Knoppix founder Klaus Knopper speaks
We talk to the multitalented open source pioneer Klaus Knopper, who famously once said that computers are stupid, ill-designed and incompatible…
Klaus Knopper teaches at the Kaiserslautern University of Applied Sciences where he lectures in software engineering and software technology and occasionally gives seminars and talks about open source in various parts of the IT industry. Klaus received his diploma in electrical engineering from the Kaiserslautern University of Technology, which in German is die Technische Universität Kaiserslautern. He co-founded LinuxTag in 1996, a Linux exhibition which has not really seen any competition from anywhere. He has been a self-employed information technology consultant since 1998. As well as all of this he started the Knoppix GNU/Linux distribution. Knoppix is something of a legend as far as system administrators and computer repair technicians are concerned. Most people who know about it have a healthy respect for it. Linux User & Developer was able to catch up with Klaus in the middle of his busy schedule and ask him some questions about himself….
Did you always have an interest in technology when you were younger ?

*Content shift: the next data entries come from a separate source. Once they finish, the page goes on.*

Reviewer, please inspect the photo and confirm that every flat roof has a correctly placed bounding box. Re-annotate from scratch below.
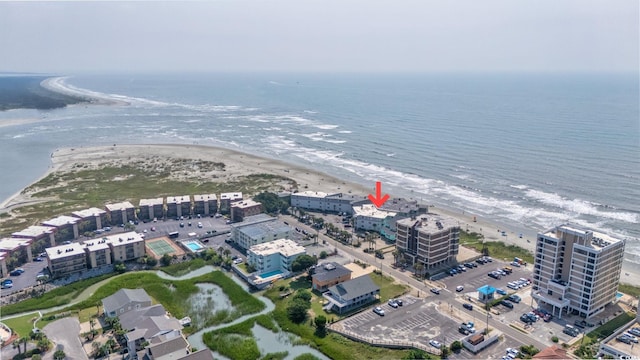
[220,192,242,200]
[231,199,262,209]
[140,198,164,206]
[82,239,109,252]
[167,195,191,205]
[101,231,144,247]
[71,208,107,219]
[11,225,54,237]
[0,238,31,251]
[45,243,85,260]
[193,194,218,201]
[104,201,133,211]
[396,213,459,234]
[249,239,306,257]
[42,215,80,226]
[291,190,329,198]
[353,204,396,219]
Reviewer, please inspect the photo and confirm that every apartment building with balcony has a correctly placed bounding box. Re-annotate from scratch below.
[105,201,136,226]
[46,243,87,278]
[193,194,218,216]
[220,192,242,214]
[231,199,262,222]
[138,198,164,221]
[167,195,191,218]
[396,214,460,270]
[42,215,80,244]
[71,208,108,234]
[531,224,625,318]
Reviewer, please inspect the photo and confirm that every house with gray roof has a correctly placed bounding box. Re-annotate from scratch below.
[102,289,151,317]
[311,261,351,291]
[322,275,380,314]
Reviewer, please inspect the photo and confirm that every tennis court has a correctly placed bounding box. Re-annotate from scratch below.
[145,237,184,259]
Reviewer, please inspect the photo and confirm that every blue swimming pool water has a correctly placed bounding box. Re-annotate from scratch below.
[187,242,203,251]
[258,270,282,279]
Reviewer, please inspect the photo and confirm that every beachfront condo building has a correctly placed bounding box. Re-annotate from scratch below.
[396,214,460,271]
[531,224,625,318]
[231,214,291,249]
[193,194,218,216]
[104,201,136,225]
[71,208,107,234]
[220,192,242,214]
[42,215,80,244]
[291,191,370,214]
[231,199,262,222]
[138,198,164,221]
[167,195,191,218]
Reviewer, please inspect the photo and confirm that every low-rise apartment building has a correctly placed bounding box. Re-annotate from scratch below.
[231,199,262,222]
[71,208,108,234]
[167,195,191,218]
[396,214,460,270]
[138,198,164,221]
[311,261,351,292]
[46,243,87,278]
[531,224,625,318]
[193,194,218,216]
[42,215,80,244]
[104,201,136,226]
[220,192,242,214]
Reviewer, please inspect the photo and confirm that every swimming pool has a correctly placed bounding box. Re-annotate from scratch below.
[258,270,282,279]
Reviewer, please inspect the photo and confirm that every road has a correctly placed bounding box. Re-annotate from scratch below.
[281,215,547,350]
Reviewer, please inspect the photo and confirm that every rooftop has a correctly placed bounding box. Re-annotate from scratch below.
[71,208,107,219]
[249,239,306,257]
[0,238,31,251]
[140,198,164,206]
[329,275,380,301]
[104,201,134,211]
[220,192,242,201]
[312,261,351,281]
[42,215,80,227]
[231,199,262,209]
[11,225,54,237]
[193,194,218,201]
[396,214,459,234]
[167,195,191,205]
[45,243,85,260]
[353,204,396,219]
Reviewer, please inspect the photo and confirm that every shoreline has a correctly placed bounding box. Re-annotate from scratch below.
[0,144,640,286]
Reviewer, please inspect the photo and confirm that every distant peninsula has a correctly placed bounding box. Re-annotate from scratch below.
[0,75,90,111]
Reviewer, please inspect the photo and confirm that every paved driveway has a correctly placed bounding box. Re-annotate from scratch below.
[42,317,89,360]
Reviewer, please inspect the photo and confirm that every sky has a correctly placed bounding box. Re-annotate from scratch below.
[0,0,640,73]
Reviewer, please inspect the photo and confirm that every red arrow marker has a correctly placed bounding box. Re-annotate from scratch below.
[369,181,389,207]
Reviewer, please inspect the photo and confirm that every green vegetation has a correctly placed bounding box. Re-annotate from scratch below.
[160,258,207,277]
[2,274,115,316]
[0,161,297,235]
[618,284,640,298]
[202,315,276,360]
[460,231,533,264]
[265,276,410,360]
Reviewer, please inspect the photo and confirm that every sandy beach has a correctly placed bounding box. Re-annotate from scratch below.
[0,144,640,286]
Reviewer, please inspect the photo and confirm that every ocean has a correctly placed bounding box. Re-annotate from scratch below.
[0,73,640,267]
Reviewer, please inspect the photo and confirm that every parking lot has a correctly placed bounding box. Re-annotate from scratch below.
[338,296,463,352]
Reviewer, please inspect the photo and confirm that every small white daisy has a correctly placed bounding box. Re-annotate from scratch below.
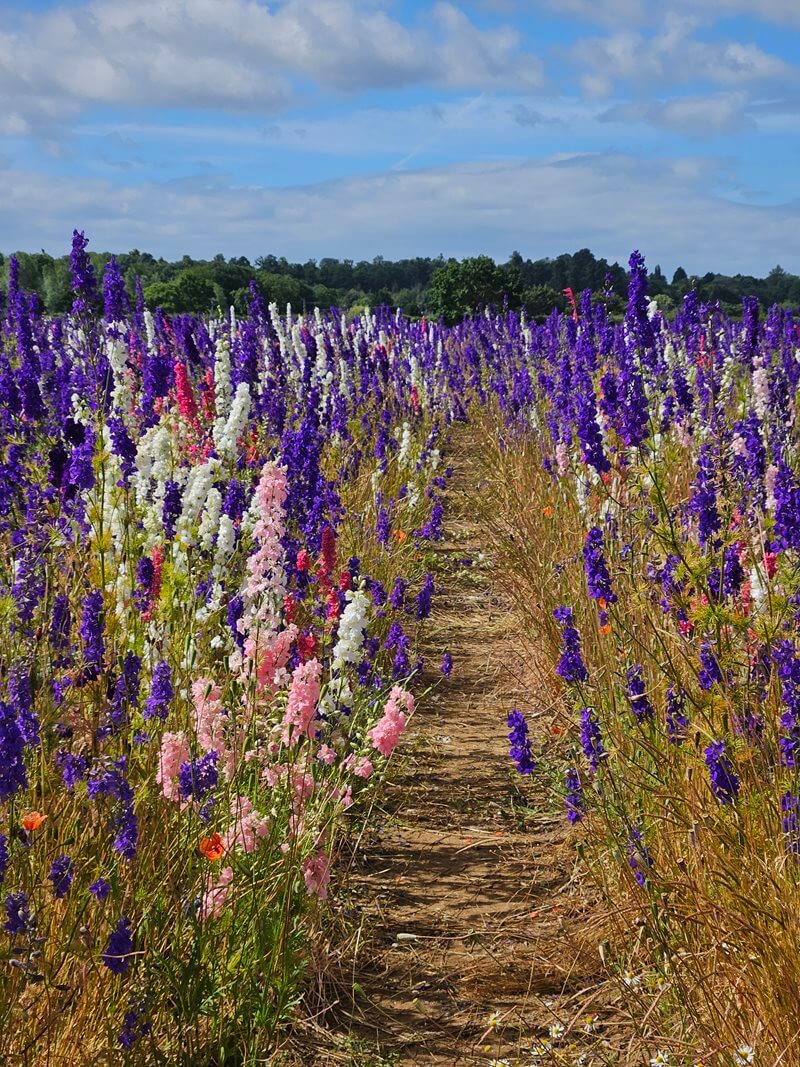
[650,1049,672,1067]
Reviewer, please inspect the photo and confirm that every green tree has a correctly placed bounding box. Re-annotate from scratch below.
[428,256,518,324]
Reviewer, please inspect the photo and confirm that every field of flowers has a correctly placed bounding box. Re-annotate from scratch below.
[0,233,800,1067]
[0,233,446,1065]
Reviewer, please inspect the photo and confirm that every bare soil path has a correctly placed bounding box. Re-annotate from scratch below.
[309,437,624,1067]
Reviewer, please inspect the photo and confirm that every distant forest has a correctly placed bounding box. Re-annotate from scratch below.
[0,249,800,322]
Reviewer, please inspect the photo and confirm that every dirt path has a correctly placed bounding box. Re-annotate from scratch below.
[309,441,622,1067]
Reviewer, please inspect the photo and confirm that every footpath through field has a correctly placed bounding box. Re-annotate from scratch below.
[318,431,624,1065]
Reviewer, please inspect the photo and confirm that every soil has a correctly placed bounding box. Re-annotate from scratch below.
[304,441,641,1065]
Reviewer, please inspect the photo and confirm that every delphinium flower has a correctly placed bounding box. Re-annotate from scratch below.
[3,890,36,936]
[580,707,608,771]
[772,460,800,552]
[142,659,175,722]
[703,740,739,805]
[416,574,434,619]
[100,917,134,974]
[367,685,414,758]
[508,708,535,775]
[626,826,653,889]
[667,685,689,745]
[161,479,182,541]
[781,793,800,860]
[564,767,586,823]
[698,640,723,690]
[47,856,74,901]
[772,640,800,767]
[178,750,220,800]
[69,229,97,315]
[86,755,139,859]
[625,664,655,722]
[79,590,106,681]
[89,878,111,901]
[583,526,617,604]
[553,605,589,682]
[0,701,28,800]
[689,445,720,545]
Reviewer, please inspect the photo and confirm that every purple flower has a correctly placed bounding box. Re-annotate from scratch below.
[47,856,74,901]
[580,707,608,771]
[69,229,97,315]
[507,708,535,775]
[100,918,133,974]
[667,686,689,745]
[178,750,220,800]
[553,604,589,682]
[0,701,28,800]
[416,574,433,619]
[626,664,655,722]
[689,445,720,545]
[78,590,106,681]
[703,740,739,805]
[142,659,175,722]
[583,526,617,604]
[3,891,36,936]
[89,878,111,901]
[564,767,586,823]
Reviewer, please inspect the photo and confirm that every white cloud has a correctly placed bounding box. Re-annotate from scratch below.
[573,14,799,97]
[0,155,800,273]
[0,0,542,132]
[598,93,756,138]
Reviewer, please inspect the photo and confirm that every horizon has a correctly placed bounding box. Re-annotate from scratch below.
[0,0,800,276]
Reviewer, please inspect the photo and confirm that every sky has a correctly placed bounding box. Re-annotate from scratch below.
[0,0,800,274]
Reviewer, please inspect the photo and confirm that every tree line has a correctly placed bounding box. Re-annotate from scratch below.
[0,249,800,322]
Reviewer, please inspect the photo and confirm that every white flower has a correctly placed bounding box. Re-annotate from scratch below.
[650,1051,672,1067]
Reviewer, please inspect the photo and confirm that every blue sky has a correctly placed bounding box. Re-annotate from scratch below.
[0,0,800,273]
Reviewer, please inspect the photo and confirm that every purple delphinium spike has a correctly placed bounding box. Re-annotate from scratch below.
[507,708,535,775]
[580,707,608,771]
[553,604,589,682]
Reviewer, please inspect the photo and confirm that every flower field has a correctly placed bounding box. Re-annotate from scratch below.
[0,233,800,1067]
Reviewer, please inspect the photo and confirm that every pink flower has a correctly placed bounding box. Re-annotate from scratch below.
[156,730,190,801]
[367,685,414,757]
[283,659,322,745]
[301,849,331,901]
[199,867,234,920]
[353,759,373,778]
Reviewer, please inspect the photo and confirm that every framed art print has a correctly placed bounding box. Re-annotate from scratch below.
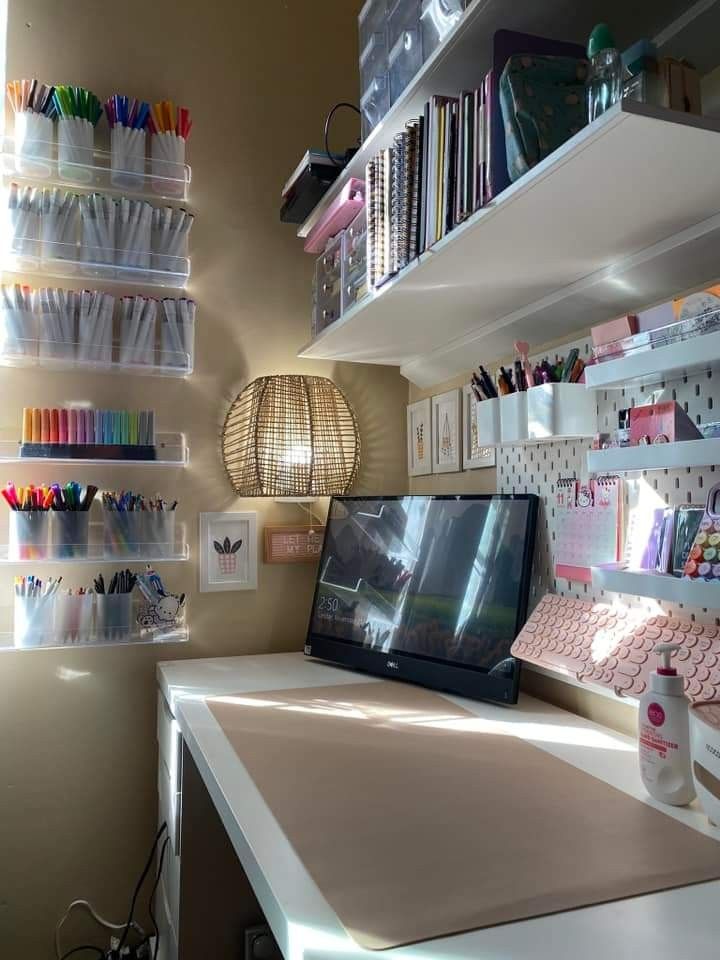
[463,383,495,470]
[407,397,432,477]
[432,390,461,473]
[200,512,257,593]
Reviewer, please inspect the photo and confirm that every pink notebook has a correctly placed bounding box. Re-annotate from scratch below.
[305,177,365,253]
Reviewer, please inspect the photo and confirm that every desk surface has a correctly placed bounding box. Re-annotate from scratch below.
[158,653,720,960]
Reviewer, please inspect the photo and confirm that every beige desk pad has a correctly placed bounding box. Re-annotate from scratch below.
[207,681,720,950]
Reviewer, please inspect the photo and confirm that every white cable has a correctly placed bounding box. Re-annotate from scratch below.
[55,900,146,960]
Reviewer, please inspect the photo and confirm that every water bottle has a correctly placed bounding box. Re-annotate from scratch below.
[587,23,623,123]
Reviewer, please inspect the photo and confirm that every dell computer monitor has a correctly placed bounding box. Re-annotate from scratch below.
[305,494,538,703]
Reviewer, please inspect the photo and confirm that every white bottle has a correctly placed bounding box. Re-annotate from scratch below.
[638,643,695,806]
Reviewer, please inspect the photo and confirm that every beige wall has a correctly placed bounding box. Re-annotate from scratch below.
[0,0,407,960]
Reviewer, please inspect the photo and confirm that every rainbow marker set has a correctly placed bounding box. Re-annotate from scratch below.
[20,407,156,460]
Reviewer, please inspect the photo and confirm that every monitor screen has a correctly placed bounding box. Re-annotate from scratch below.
[306,494,537,702]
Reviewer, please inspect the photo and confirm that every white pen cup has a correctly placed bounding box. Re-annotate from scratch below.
[58,117,95,183]
[54,593,93,643]
[13,595,55,647]
[50,510,90,560]
[95,593,132,642]
[8,510,50,560]
[150,131,187,197]
[15,110,55,180]
[110,123,147,190]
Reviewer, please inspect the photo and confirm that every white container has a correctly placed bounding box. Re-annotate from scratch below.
[110,123,147,190]
[58,117,95,183]
[500,391,528,443]
[690,700,720,827]
[475,398,500,447]
[15,110,55,180]
[638,643,695,806]
[527,383,597,440]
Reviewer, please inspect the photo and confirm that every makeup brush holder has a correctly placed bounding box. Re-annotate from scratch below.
[15,110,55,180]
[58,117,95,183]
[54,593,93,643]
[110,123,147,190]
[50,510,90,560]
[13,596,55,647]
[8,510,50,560]
[95,593,132,642]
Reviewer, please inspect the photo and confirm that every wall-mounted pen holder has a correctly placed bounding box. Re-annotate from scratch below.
[8,510,50,560]
[95,593,132,642]
[50,510,90,560]
[13,596,55,647]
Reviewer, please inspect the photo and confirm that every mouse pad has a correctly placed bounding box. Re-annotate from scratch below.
[207,681,720,950]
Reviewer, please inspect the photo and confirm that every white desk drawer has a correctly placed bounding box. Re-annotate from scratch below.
[157,691,182,792]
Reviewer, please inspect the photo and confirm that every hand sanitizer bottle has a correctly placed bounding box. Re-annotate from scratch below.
[586,23,623,123]
[638,643,695,806]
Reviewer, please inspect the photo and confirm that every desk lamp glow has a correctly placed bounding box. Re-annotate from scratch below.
[222,374,360,503]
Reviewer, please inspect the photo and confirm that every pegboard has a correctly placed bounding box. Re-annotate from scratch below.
[497,338,720,626]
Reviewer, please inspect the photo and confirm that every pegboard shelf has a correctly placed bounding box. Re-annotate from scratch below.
[301,101,720,387]
[587,439,720,473]
[592,563,720,610]
[585,331,720,390]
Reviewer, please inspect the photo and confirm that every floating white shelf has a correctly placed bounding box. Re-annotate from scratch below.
[300,101,720,387]
[585,331,720,390]
[592,563,720,610]
[588,439,720,473]
[0,624,190,653]
[0,136,191,201]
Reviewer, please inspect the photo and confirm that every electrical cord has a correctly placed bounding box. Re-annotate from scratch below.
[325,100,362,167]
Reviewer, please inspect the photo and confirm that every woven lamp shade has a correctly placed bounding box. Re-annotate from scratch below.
[222,374,360,497]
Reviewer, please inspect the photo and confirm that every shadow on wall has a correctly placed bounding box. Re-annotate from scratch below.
[330,363,408,494]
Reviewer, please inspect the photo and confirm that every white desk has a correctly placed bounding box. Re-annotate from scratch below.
[158,654,720,960]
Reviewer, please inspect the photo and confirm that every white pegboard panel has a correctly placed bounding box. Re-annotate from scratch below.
[497,338,720,626]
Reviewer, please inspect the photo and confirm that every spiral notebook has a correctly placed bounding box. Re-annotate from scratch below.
[554,477,622,583]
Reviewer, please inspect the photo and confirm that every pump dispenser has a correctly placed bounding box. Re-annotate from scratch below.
[638,643,695,806]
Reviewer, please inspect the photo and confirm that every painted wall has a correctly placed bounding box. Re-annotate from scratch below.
[0,0,407,960]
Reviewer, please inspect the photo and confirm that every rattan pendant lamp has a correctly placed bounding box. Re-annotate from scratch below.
[222,374,360,499]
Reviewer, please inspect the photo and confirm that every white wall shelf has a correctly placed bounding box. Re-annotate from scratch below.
[592,563,720,610]
[300,101,720,387]
[587,439,720,473]
[585,331,720,390]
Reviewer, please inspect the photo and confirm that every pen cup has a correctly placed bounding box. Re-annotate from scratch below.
[103,510,147,558]
[95,593,132,642]
[110,123,147,190]
[15,110,54,180]
[55,593,93,643]
[144,510,175,560]
[13,596,55,647]
[50,510,90,560]
[58,117,95,183]
[0,306,38,357]
[150,131,186,197]
[8,510,50,560]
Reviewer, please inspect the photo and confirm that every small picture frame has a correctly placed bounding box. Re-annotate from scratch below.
[432,389,461,473]
[407,397,433,477]
[463,383,495,470]
[200,512,257,593]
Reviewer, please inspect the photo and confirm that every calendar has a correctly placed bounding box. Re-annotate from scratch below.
[554,477,623,583]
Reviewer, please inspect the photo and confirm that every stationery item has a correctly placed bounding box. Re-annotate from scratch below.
[511,593,720,703]
[53,85,102,183]
[105,94,150,189]
[147,100,192,197]
[555,477,622,583]
[630,400,702,446]
[7,78,55,179]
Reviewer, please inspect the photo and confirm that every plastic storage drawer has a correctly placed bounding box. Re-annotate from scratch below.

Your guess is right, I was always interested in technology. As a child, I had a lot of fun taking machines and electronic devices apart in order to understand how they work. And in most cases I was able to reassemble them without major loss of functionality. My main technical fascination in school was visualisation of electromagnetic fields, which I explored by building a tesla transformer that produced high enough voltage in order to take pictures of the air glowing around various object shapes. I studied and did my masters degree in electrical engineering. My initial plan was building solar cars and solar power plants, but somehow my interests during studying were shifted towards computer operating systems. At that time before WWW, having internet access at the university and using nowadays quite ‘ancient’ services like kermit file transfer, nntp and uucp and making contact with UNIX users worldwide was something new and exciting for me. I picked up jobs at the university in UNIX system administration, and co-founded Germany’s first students UNIX-AG, a research and self-teaching group of students with the goal to learn more about UNIX and networks. From this group LinuxTag evolved a few years later.
Any funny stories or other things that happened when you were at the university?
I was known to often state: “I hate computers, they are stupid, ill-designed, incompatible and start failing as soon as you start relying on them.” I can still stand by this statement, since I’m more of a person who uses software for real work and fun, regardless of which hardware it runs on, and I’m in no way a ‘computer freak’. I enjoy times when I am away from computers. Unfortunately, this has become difficult these days.
You were a founding member of the UNIX-AG at the University of Kaiserslautern. Would you like to tell us something about that?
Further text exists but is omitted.